The Aging Coalition of Door County Gets It

Members of the Aging Coalition of Door County recently met in Sister Bay for a panel to review how they serve the community and more specifically, how they help older adults be social and engage in the community. 

After the panel session, we continued to discuss the barriers to get older people out to socialize, agreeing that often it’s the person’s reluctance to do so, whether it be because unfamiliarity of the transportation options, the event place, or just some level of “shyness”.  This conversation brought me back to an article I read about a recent study published in Psychological Science that suggests that when it comes to their brains processing information, people who are not lonely are all alike, but every lonely person processes the world in their own, personal way.

So what does this mean?  Let’s imagine a group of older adults who are all part of a club. They get together to play games, chat, and have fun. These older adults might have similar ways of enjoying their time together, like playing card games and sharing stories. That’s how non-lonely older individuals process their leisure time – they do similar activities together.

Now, let’s think about an older person who doesn’t have people to hang out with. They might have their own unique way of spending their free time, like gardening or painting by themselves. Keep in mind that doing things solo or not having many friends does not make a person lonely.  It’s the disconnection from others that creates these feelings.  This disconnect can stem from varied sources. We touched on this in a previous blog, see https://dogooddoorcounty.org/why-being-social-is-so-important/.

Here’s what research found: loneliness affects how our minds work, but it’s different for each person. Just like everyone in the club has their own way of spending time together, loneliness might make one person feel really sad and another person feel a bit grumpy.

In short, the study found that lonely older people don’t all think or feel the same way. They have their own special ways of dealing with loneliness, and it can affect their thoughts and feelings, and how they view the world in different ways. 

So what do you do with this information?  Overcoming loneliness can be challenging but definitely achievable.  There are approaches that a person can implement as well as ways in which others can offer support.

For those experiencing loneliness, it’s essential to start by acknowledging and accepting your feelings without judgment. Taking small steps, such as reaching out to friends, family, or acquaintances, can help in reconnecting with others. Joining clubs, classes, or groups related to personal interests, volunteering, or engaging in online communities centered on hobbies can also provide opportunities to forge new connections. If loneliness becomes overwhelming, seeking professional help from a therapist is a valuable option, as they can offer tailored support and strategies.

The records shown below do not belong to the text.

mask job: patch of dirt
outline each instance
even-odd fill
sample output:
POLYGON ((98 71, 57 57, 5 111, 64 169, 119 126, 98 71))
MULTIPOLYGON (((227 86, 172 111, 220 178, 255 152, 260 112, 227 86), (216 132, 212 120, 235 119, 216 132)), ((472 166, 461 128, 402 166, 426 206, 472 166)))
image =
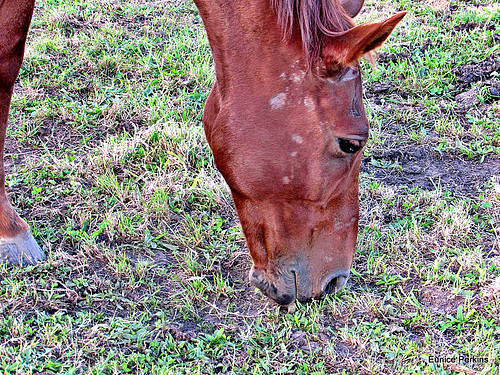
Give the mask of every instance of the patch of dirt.
POLYGON ((492 73, 500 73, 500 58, 493 56, 478 63, 460 65, 451 70, 459 82, 459 87, 468 87, 471 83, 487 81, 492 73))
POLYGON ((371 174, 391 186, 440 188, 455 196, 470 197, 477 195, 478 187, 491 176, 500 174, 500 158, 478 163, 440 155, 429 146, 406 145, 365 157, 361 173, 371 174))

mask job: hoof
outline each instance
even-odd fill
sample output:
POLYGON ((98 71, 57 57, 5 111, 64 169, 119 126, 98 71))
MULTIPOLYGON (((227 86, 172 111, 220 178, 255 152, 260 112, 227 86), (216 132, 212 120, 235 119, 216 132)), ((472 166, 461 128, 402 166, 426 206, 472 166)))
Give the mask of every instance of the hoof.
POLYGON ((40 263, 44 259, 45 254, 29 230, 15 237, 0 238, 0 263, 7 262, 9 266, 28 266, 40 263))

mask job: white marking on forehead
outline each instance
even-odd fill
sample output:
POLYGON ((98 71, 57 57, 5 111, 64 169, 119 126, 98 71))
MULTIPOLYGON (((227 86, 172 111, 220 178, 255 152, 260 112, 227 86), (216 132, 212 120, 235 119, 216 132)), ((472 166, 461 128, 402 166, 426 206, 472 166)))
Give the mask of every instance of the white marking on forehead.
POLYGON ((297 134, 292 134, 292 140, 297 142, 299 145, 304 142, 304 138, 297 134))
POLYGON ((286 103, 286 93, 280 92, 279 94, 274 95, 270 100, 269 104, 271 105, 271 109, 279 109, 283 107, 286 103))

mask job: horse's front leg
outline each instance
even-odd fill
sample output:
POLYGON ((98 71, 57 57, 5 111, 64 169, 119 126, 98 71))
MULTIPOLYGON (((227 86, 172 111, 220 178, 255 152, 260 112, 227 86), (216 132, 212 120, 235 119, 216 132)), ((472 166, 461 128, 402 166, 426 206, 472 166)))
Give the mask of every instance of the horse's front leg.
POLYGON ((21 68, 34 0, 0 0, 0 263, 42 261, 43 251, 5 191, 4 144, 14 82, 21 68))

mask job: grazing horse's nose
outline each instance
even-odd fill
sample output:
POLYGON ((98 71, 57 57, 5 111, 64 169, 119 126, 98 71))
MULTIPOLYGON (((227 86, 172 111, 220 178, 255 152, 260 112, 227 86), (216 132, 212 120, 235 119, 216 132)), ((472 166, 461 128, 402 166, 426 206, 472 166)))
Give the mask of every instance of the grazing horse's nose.
POLYGON ((314 278, 305 269, 294 268, 290 271, 269 273, 252 267, 251 283, 265 295, 280 305, 288 306, 299 300, 308 302, 321 299, 327 294, 339 292, 347 283, 349 270, 338 270, 323 280, 314 278))
POLYGON ((339 292, 347 283, 349 271, 336 272, 325 279, 323 295, 339 292))

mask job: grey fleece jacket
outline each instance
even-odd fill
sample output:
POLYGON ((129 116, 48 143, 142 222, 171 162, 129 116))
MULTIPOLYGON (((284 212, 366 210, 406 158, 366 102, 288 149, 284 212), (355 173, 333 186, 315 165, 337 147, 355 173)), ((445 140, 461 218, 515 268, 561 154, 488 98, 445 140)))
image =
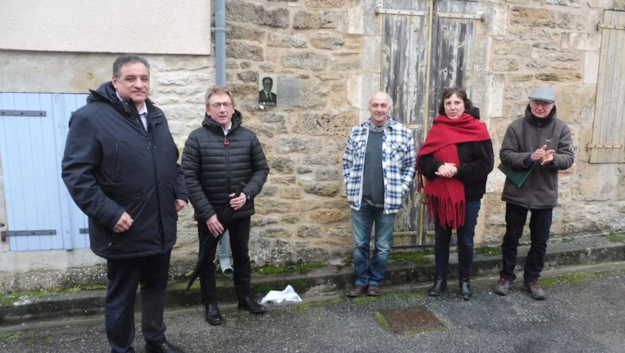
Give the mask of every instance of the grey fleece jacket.
POLYGON ((558 171, 570 168, 574 160, 572 137, 566 123, 554 116, 539 127, 528 107, 525 116, 508 126, 499 158, 508 167, 527 170, 530 167, 528 165, 532 165, 528 163, 529 156, 546 144, 547 149, 556 151, 553 161, 544 166, 541 165, 540 161, 534 162, 534 169, 521 187, 506 178, 502 200, 528 209, 553 208, 558 205, 558 171))

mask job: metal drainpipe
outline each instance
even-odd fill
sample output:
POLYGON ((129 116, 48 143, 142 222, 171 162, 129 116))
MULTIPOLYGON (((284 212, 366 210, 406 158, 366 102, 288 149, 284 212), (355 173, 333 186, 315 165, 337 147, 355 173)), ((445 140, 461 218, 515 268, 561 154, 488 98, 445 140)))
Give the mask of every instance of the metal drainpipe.
POLYGON ((215 64, 216 83, 226 86, 226 0, 215 0, 215 64))
MULTIPOLYGON (((215 73, 218 86, 226 86, 226 0, 215 0, 215 73)), ((226 231, 219 242, 219 257, 221 271, 231 276, 229 237, 226 231)))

For friends and family of someone experiencing loneliness, being available and offering a listening ear is crucial. Consistently initiating contact and inviting the person to join in activities or gatherings can help them feel less isolated. Encouraging them to pursue their interests and respecting their pace in social re-engagement is important. If the person’s loneliness appears detrimental to their well-being, suggesting professional help is a supportive step.

The Aging Coalition of Door County members came to a similar conclusion…that the best way to help a lonely or isolated person is to encourage them and perhaps connect them with a “buddy”.  Ideally, this is someone who has similar interests, a desire to reach out, and an understanding that each person deals with their loneliness differently.  

So what does this look like?  Being a “buddy” for an older person who’s feeling lonely and likes the same things you do is about being a good friend. You can start by reaching out to them through a call, card, or email, showing that you want to spend time together. When you’re together, listen to what they have to say and do things they enjoy, like going for walks or playing games.

Respect how often they want to meet or chat. Be patient and helpful, offering assistance with tasks like shopping if they need it. If they’re open to it, suggest places or events where they can meet new people. Keep checking in on them regularly and respect their privacy by not pushing them to share things they don’t want to.

Most importantly, be there for them emotionally, offering comfort and understanding. Being their buddy can make them feel less lonely and more connected, ultimately moving them from a place of feeling different from everyone else to one who feels connected to others and their community.

And everyone in the Aging Coalition agrees: Door County is a great community!